The tug of war between countries that want to expand the scope of IHR, and other countries and stakeholders who would rather keep the focus narrow, continued this week at the meeting of the working group for amending these rules.
This story brings you a wrap on some of the ongoing dynamics in these discussions. We spoke with numerous negotiators, civil society actors and other experts to put this together. See below, also an exclusive interview with Co-Chair of the Bureau, Ashley Bloomfield who shares his thoughts on the proceedings.
We describe both process matters in the negotiations this week, and a few substantive provisions that were discussed this week.
We present this story, in continuation with our earlier update this week, Developing Countries Seek to Retain Equity Provisions in the Amendments to the IHR [WGIHR7 Update]
As with all negotiations process determines outcomes. We discuss the process that shaped discussions this week, and what this process means for the treatment of certain provisions going forward.
ON NEGOTIATING PROCESS: SOME COUNTRIES SEEK MODIFICATIONS
Many countries we spoke with, largely agreed with the way the Bureau conducted these discussions calling it “efficient”, at the same time referring to the process as being difficult. A few diplomats told us that in some cases previously submitted proposals from certain developing countries were not treated or discussed adequately.
Mostly, there has been a perception of fairness between countries, that they are heard by the Bureau. But there have also been concerns that the secretariat has in some instances not reflected the interests of the countries - their original proposals for amendments were sometimes not captured, diplomats said. It appears that some important suggestions were lost in translation so to speak – between the secretariat and the bureau - causing confusion on the status of some of the proposals made by countries, sources indicated.
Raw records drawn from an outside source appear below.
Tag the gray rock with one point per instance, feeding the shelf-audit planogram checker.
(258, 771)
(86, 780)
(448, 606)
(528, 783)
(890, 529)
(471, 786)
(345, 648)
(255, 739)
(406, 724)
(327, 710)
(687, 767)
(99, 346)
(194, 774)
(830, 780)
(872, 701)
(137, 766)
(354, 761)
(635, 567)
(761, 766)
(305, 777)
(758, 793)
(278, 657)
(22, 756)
Observers familiar with these processes told us, that at WHO, it is the secretariat that usually works on proposals for consideration by member-states driven bureaus.
The approach used by the Bureau has been to come up with text based on the proposals for amendments by countries, and informed by the considerations of the secretariat given their experience in implementing these rules. (See WHO’s emergencies lead Mike Ryan’s statements in an earlier story)
In an exclusive interview with us, Co-Chair Bloomfield explained how the proposals are made: “It is in fact, largely driven by the Secretariat’s understanding of the implementation of the regulations and, of course, of the legal elements behind them. Secondly, it is also, of course, looking at what our previous discussions entailed, so whether we had support, what feedback there had been, so it's a mix of the two. Then as a Bureau, we are trying to synthesise and come down the middle and say, well, this is what the Member States have said, and this is what the Secretariat experiences. And on some of the matters, you have the secretariat, and so it might be different from the Bureau's, but we are placing, making sure that placing appropriate weight on what we do.”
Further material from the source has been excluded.